Twitter is a great source of live data, which can be used in many different areas, all concurring to the core of it’s functionality: social data. In this exploratory analysis I will go from extracting twitter data to doing some basic analysis on it.

For a live exploration of twitter data, the stream must be accessed. For more information on the twitter stream take a look at the documentation.

For this study the StreamListener from the tweetpy library will be used. I will also be using TextBlob for sentiment analysis and pandas, json and matplotlib for handling data.

from tweepy.streaming import StreamListener
from tweepy import Stream
from tweepy import OAuthHandler

from textblob import TextBlob

import json
import pandas as pd

%matplotlib inline
import matplotlib.pyplot as plt

Import keys

I usually have a git-ignored file with personal configurations in my repos. In this case the file is myKeys.py and contains my oauth keys. These are my personal keys, you can get yours here.

import myKeys

api_key = myKeys.api_key
api_secret = myKeys.api_secret
access_token_key = myKeys.access_token_key
access_token_secret = myKeys.access_token_secret

Create a listener to handle everey tweet

This class defines a handler for the tweet event. This class is the spine of this exploration’s processing. It receives every tweet and loads it from the json format, along with the tweet sentiment into a pandas DataFrame. It adds the score of every tweet to a sentimentIntegral variable that stores the result score of the labels being tracked.

class ColorListener(StreamListener):

    def __init__(self):
        self.sentimentIntegral = 0
        self.tweets = pd.DataFrame(columns=('tweet', 'sentiment'))

    def on_data(self, data):
        try:
            tweet = json.loads(data)
            blob = TextBlob(tweet['text'])
            self.sentimentIntegral += blob.sentiment[0]
            print "{0:.2f}".format(round(blob.sentiment[0],2)), "{0:.2f}".format(round(self.sentimentIntegral,2))
            row = pd.Series([tweet['text'], blob.sentiment[0]], index=['tweet', 'sentiment'])
            self.tweets = self.tweets.append(row, ignore_index=True)
        except UnboundLocalError:
            raise UnboundLocalError
        except:
            pass
        return True

    def getTotalScore(self):
        return self.sentimentIntegral

    def on_error(self, status):
        print "Error: ", status

Instance and running

The listener object is created and hooked to the twitter stream with the proper authentication.
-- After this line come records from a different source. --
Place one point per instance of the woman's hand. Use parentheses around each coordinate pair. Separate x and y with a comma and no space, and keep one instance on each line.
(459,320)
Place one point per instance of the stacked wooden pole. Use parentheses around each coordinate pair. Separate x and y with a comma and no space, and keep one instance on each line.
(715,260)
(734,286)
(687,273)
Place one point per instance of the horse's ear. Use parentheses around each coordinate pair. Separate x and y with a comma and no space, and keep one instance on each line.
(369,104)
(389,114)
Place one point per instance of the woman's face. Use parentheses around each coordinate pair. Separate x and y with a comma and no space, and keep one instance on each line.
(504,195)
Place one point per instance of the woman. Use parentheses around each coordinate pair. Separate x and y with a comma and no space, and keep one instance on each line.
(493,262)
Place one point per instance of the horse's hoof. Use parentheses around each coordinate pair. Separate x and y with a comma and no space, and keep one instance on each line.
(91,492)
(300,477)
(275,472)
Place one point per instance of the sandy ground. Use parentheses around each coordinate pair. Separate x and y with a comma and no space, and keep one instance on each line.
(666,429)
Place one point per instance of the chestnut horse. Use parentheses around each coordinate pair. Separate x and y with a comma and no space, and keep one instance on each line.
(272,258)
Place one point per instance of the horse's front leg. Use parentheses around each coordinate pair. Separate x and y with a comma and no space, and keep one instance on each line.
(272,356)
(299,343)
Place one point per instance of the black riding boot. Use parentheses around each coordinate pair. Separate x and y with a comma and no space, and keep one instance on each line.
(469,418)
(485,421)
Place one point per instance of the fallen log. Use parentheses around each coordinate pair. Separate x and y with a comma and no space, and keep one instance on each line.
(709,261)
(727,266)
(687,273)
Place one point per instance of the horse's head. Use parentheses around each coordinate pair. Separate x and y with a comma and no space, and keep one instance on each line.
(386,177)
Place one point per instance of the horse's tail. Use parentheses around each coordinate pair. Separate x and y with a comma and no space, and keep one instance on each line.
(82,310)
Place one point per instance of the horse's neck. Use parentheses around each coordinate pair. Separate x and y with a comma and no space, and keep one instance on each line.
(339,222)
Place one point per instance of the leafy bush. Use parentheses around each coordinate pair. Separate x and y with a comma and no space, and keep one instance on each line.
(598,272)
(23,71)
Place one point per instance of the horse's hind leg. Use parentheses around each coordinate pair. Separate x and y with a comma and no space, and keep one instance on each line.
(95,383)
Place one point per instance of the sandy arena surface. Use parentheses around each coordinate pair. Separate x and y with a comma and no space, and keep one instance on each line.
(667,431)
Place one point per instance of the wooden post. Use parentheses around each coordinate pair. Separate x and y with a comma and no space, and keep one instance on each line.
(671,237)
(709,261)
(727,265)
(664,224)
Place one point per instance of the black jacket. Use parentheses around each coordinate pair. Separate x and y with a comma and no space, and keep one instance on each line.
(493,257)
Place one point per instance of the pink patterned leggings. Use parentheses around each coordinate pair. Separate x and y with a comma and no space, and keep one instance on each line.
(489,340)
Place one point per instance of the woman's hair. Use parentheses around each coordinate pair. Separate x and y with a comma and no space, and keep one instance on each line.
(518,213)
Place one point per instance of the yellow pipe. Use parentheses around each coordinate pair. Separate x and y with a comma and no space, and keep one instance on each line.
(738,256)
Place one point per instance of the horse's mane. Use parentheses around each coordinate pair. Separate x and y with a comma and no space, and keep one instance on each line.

The stream is later filtered with a specific search term, which is selected to represent a specific social phenomena.

cListener = ColorListener()
auth = OAuthHandler(api_key, api_secret)
auth.set_access_token(access_token_key, access_token_secret)

stream = Stream(auth, cListener)

# Start reading stream for english tweets with the color words
stream.filter(languages=['en'], track=['red', 'green','blue'])

Analize DataFrame

Now we hawe a pandas dataframe inside the cListener object we can analyze.

df = cListener.tweets
print len(df.index) # Number of rows
1115
df.head() # How the data looks like
tweet sentiment
0 RT @5REDVELVET: [OFFICIAL] 160315 RED VELVET #... -0.375000
1 RT @WampsBraintree: Wamp Train scheduled for 5... 0.000000
2 RT @thickred3x: Order Red & @JovanJordanXX... 0.000000
3 @lipdistrikt Thks 4 following! - Please vote f... 0.166667
4 RT @UFCONFOX: Dustin Poirier vs. Bobby Green j... -0.200000
df.plot(figsize=(16, 8)) # Plot the sentiment as a time series

png

df['sentiment'].plot.kde(figsize=(16, 8))

png

Mining text

The regular expressions library will be used to mine text

import re

And a function created to separate the different terms tracked

def wordInText(word, text):
    word = word.lower()
    text = text.lower()
    match = re.search(word, text)
    if match:
        return 1
    return 0

Create new columns corresponding to term in tweet.

# New column equals applying the wordInText function to every element of the column text
df['red'] = df['tweet'].apply(lambda tweet: wordInText('red', tweet))
df['green'] = df['tweet'].apply(lambda tweet: wordInText('green', tweet))
df['blue'] = df['tweet'].apply(lambda tweet: wordInText('blue', tweet))
df.head() # How the data looks like
tweet sentiment red green blue
0 RT @5REDVELVET: [OFFICIAL] 160315 RED VELVET #... -0.375000 1 0 0
1 RT @WampsBraintree: Wamp Train scheduled for 5... 0.000000 1 0 0
2 RT @thickred3x: Order Red & @JovanJordanXX... 0.000000 1 0 0
3 @lipdistrikt Thks 4 following! - Please vote f... 0.166667 1 0 0
4 RT @UFCONFOX: Dustin Poirier vs. Bobby Green j... -0.200000 0 1 0
print df['red'].value_counts()
0    654
1    461
Name: red, dtype: int64
df[['red','green','blue']].sum()
red      461
green    249
blue     410
dtype: int64
df[['red','green','blue']].sum().plot(kind='bar',color=['r','g','b'],figsize=(16, 8))

png